Sunday, May 27, 2007

Politics: Europe: Republic of Ireland voters stunned with the win of Bertie Ahern's Fianna Fail Party, spurned coalition with Sinn Fein Party in Rpblc

BBC carries an article by James Helm, "Irish PM achieves 'unlikely' victory" (May26,2k7):

A couple of weeks ago, in the corridors of Stormont, the seat of devolved government in Northern Ireland, Bertie Ahern [Republic of Ireland "prime minister"] looked happy and relieved.

After 10 years of negotiations and frustrations, a power-sharing government - something that had at times seemed a distant, unlikely prospect - had been achieved [in Northern Ireland, which has remained part of the UK with local self-govt, but a UK working hand-in-glove with the Irish Republic which straddles most of the island from the Irish Sea to the Atlantic Ocean.]

The man known across Ireland simply as "Bertie" told me that, as a politician, this was "as good as it gets".

For Mr Ahern, the events of the last couple of days may push that achievement close for top billing. For much of the campaign, he was on the back foot, criticised and scrutinised, his strategy derided and his personal credibility called into question.

The polls had, more than once, suggested that voters might dump him out of office.

Third term

The two largest opposition parties, Fine Gael and Labour, with their "Alliance for Change", had suggested that the Irish electorate had an appetite for new faces and different policies.

Many pundits joined in, asking if this might be the end of the road for the man who has led Ireland since 1997.

Instead, he has won a remarkable victory, and is heading for a third term in office.
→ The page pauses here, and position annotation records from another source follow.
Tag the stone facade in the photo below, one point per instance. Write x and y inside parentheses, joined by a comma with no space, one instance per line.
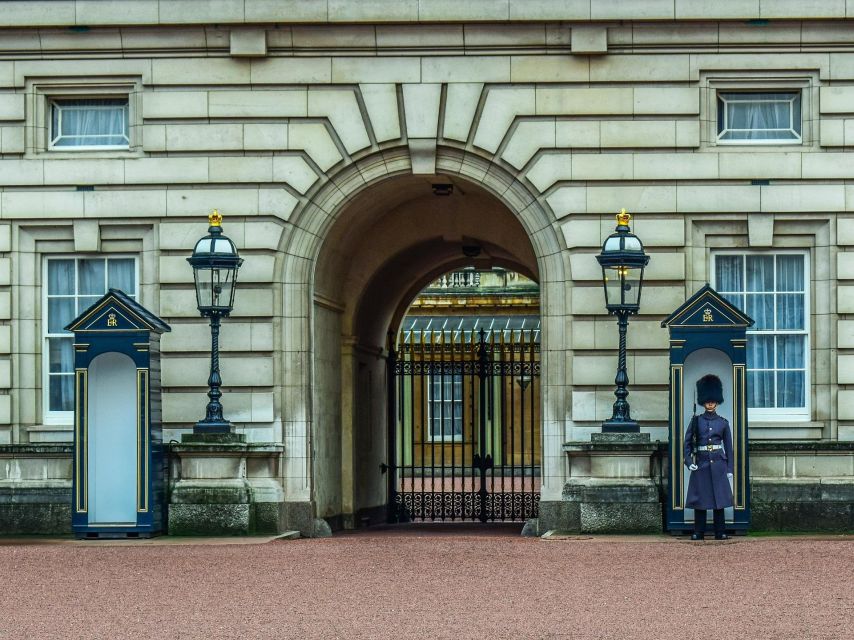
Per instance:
(317,127)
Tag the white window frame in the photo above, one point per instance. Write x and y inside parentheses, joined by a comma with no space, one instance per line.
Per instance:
(781,414)
(43,92)
(440,379)
(67,417)
(53,136)
(721,103)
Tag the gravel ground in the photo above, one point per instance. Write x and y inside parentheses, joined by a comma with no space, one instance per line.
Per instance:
(437,582)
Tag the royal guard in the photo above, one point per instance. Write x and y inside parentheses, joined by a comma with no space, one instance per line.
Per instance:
(708,454)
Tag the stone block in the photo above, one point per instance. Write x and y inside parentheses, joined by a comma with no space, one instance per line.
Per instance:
(557,101)
(124,204)
(845,332)
(258,104)
(80,171)
(451,10)
(248,42)
(759,165)
(175,104)
(41,204)
(342,110)
(723,198)
(461,101)
(609,518)
(637,133)
(845,267)
(527,138)
(165,170)
(501,107)
(552,68)
(240,169)
(372,69)
(803,197)
(589,39)
(577,134)
(421,108)
(638,200)
(200,71)
(314,139)
(640,68)
(566,201)
(831,132)
(11,106)
(666,101)
(209,519)
(381,104)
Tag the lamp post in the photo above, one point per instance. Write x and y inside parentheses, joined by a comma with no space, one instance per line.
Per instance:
(215,263)
(622,261)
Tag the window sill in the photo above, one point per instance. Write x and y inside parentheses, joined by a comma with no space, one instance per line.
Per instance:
(766,429)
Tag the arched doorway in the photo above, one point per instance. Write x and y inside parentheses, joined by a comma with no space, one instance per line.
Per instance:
(464,400)
(368,243)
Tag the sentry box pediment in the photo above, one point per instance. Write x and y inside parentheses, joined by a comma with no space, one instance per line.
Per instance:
(117,312)
(118,488)
(706,309)
(708,335)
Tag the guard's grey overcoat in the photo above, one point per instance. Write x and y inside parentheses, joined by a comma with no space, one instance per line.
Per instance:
(708,487)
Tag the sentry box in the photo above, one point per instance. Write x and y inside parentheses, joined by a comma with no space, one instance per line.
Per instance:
(119,470)
(708,335)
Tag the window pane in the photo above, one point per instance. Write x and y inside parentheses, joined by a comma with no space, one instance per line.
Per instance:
(61,393)
(790,311)
(761,309)
(760,273)
(84,302)
(790,273)
(729,271)
(90,123)
(121,275)
(60,355)
(91,273)
(760,352)
(60,277)
(790,352)
(60,312)
(791,389)
(760,389)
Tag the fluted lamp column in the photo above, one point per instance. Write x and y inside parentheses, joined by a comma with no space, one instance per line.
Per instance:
(215,263)
(622,260)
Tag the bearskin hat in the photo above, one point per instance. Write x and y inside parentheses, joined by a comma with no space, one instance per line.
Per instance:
(709,389)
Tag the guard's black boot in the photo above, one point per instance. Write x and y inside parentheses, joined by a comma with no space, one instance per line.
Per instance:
(699,524)
(720,525)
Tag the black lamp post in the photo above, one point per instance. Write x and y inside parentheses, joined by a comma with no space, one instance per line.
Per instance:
(623,261)
(215,263)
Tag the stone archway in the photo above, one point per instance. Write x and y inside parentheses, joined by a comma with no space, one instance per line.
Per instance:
(359,250)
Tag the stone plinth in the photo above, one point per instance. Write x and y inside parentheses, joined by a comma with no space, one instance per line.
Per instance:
(610,488)
(222,485)
(35,489)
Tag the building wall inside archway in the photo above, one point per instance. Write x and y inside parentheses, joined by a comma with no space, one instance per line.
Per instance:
(388,243)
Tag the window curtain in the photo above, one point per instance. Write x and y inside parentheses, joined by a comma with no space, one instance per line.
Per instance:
(756,118)
(90,123)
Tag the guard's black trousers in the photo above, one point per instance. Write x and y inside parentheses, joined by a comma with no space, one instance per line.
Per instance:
(700,521)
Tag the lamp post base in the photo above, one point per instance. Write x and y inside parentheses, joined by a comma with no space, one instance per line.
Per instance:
(620,426)
(213,426)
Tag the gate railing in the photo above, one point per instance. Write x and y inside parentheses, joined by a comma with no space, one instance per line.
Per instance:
(464,417)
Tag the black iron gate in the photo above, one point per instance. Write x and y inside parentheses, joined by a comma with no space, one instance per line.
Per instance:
(464,426)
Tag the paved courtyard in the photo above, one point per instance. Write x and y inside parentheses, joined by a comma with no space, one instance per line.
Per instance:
(429,582)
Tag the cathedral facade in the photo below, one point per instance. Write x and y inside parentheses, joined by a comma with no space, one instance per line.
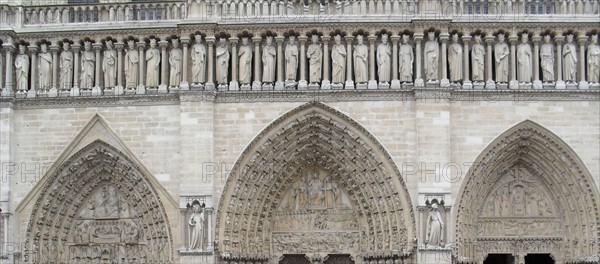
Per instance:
(259,131)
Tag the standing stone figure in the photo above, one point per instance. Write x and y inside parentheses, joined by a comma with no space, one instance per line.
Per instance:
(432,54)
(406,61)
(338,61)
(175,57)
(455,59)
(222,62)
(88,61)
(361,63)
(291,59)
(435,227)
(478,60)
(245,62)
(501,53)
(109,65)
(22,69)
(547,59)
(524,58)
(268,58)
(384,55)
(132,59)
(594,60)
(196,223)
(198,61)
(315,57)
(66,67)
(152,65)
(45,68)
(570,60)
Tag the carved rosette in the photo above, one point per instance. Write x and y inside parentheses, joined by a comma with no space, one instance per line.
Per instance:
(97,206)
(314,143)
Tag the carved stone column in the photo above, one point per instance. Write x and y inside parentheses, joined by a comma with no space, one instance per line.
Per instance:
(184,85)
(326,83)
(53,90)
(466,67)
(583,84)
(97,91)
(257,84)
(33,72)
(164,62)
(444,82)
(490,83)
(119,89)
(372,82)
(349,81)
(418,37)
(560,84)
(234,85)
(395,81)
(76,68)
(279,85)
(302,83)
(141,89)
(8,86)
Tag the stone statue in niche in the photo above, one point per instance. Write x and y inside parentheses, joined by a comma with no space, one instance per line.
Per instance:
(152,65)
(435,227)
(222,61)
(291,59)
(66,67)
(501,52)
(593,57)
(570,60)
(524,59)
(268,58)
(478,60)
(88,63)
(455,59)
(245,62)
(361,63)
(384,55)
(432,54)
(338,61)
(45,67)
(132,59)
(109,65)
(547,59)
(315,58)
(175,57)
(406,60)
(196,223)
(198,61)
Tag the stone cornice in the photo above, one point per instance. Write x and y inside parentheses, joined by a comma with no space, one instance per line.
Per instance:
(442,95)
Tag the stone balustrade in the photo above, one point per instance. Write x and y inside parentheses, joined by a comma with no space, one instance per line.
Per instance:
(299,11)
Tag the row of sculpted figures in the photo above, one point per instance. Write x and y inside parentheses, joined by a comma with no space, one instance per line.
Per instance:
(339,60)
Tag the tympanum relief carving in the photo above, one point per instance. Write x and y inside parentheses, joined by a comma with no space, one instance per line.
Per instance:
(518,205)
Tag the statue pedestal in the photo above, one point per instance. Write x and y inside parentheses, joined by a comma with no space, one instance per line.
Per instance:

His personal popularity, which has carried him through tough times before, has again paid off. The man once dubbed the "Teflon Taoiseach", [Taoiseach is the Irish word for Prime Minister - P] because criticism just never seems to stick to him, has done it again. Mr Ahern may well be feeling pretty satisfied.

So how did Mr Ahern confound the pollsters, the pundits and the bookies?

Perhaps it was that personal popularity, or the fact that Irish voters objected to the questions and scrutiny of Mr Ahern's own financial dealings back in the 1990s - something those around him suggested had become a witch hunt.

Or maybe it was a satisfaction with the status quo.
Europe > Republic of Ireland
Media 'intrusion'

Much of Ireland, though not all, has had it pretty good [economically] in recent years, enjoying rapid economic growth. The campaign focussed on the state of public services, especially the health system.

Enda Kenny had been favoured to unseat Mr Ahern. But, as some looked down at their ballot papers, they might have wondered whether it really was the moment to sweep the current government from power.

Mr Ahern, never one to blow his own trumpet, said Fianna Fail had done well because of a surge in support among young voters. He also complained about what he said was an increasingly intrusive media.

Yet in the next couple of weeks Bertie Ahern will have little time for his favourite leisure pursuits, watching sport or tending his beloved hanging baskets. ...

Thursday's election saw Mr Ahern's Fianna Fail emerge as the largest party, while the biggest opposition grouping, Fine Gael, made strong gains.
Voters selected two main parties to set the tone of the national political debate--one to govern, the other to offer a serious loyal opposition--with the remaining parties pretty well particalized.
But the smaller parties - Labour, Greens, Sinn Fein and the Progressive Democrats [PDs] - were squeezed. Independents also suffered.

Sinn Fein had gone into the election with high hopes, seemingly riding the crest of a wave after joining the power-sharing government in Northern Ireland.

But afterwards its president, Gerry Adams, talked of his party "dusting itself down" and looking at why it failed to build on past successes.
The very good news is that Sinn Fein--now presumably thoroly disconnected from IRA terrorists that targetted Northern Ireland for so many years--is losing what bloc of interest and influence that they had had during the previous election in the Irish Republic.

For all its satisfaction, Fianna Fail does not have an overall majority in the 166-member parliament.

For the past ten years, the right-of-centre PDs have been its coalition partners. But their support drained away this time round, and its leader, the controversial Justice Minister Michael McDowell, was the election's most high-profile casualty.

So the most likely options are that Mr Ahern forms a coalition with Labour Party or Greens. Either way, it means a possible change of political direction.

Mr Ahern is 55, and has said he will leave active politics when he turns 60. In his retirement, when he has more time for gardening and football-watching, he may look back at May 2007 with a great deal of fondness.
I hope that Bertie, tho he may be somewhat the scoundrel some of his detractors amplify, has another full term. Realignments in the Irish array of parties, where coalition govts are the norm, are taking place already. The process will continue. At some point, Fianna Fail will have a new younger Taoiseach at its helm, Sinn Fein will disappear from the Republic of Ireland.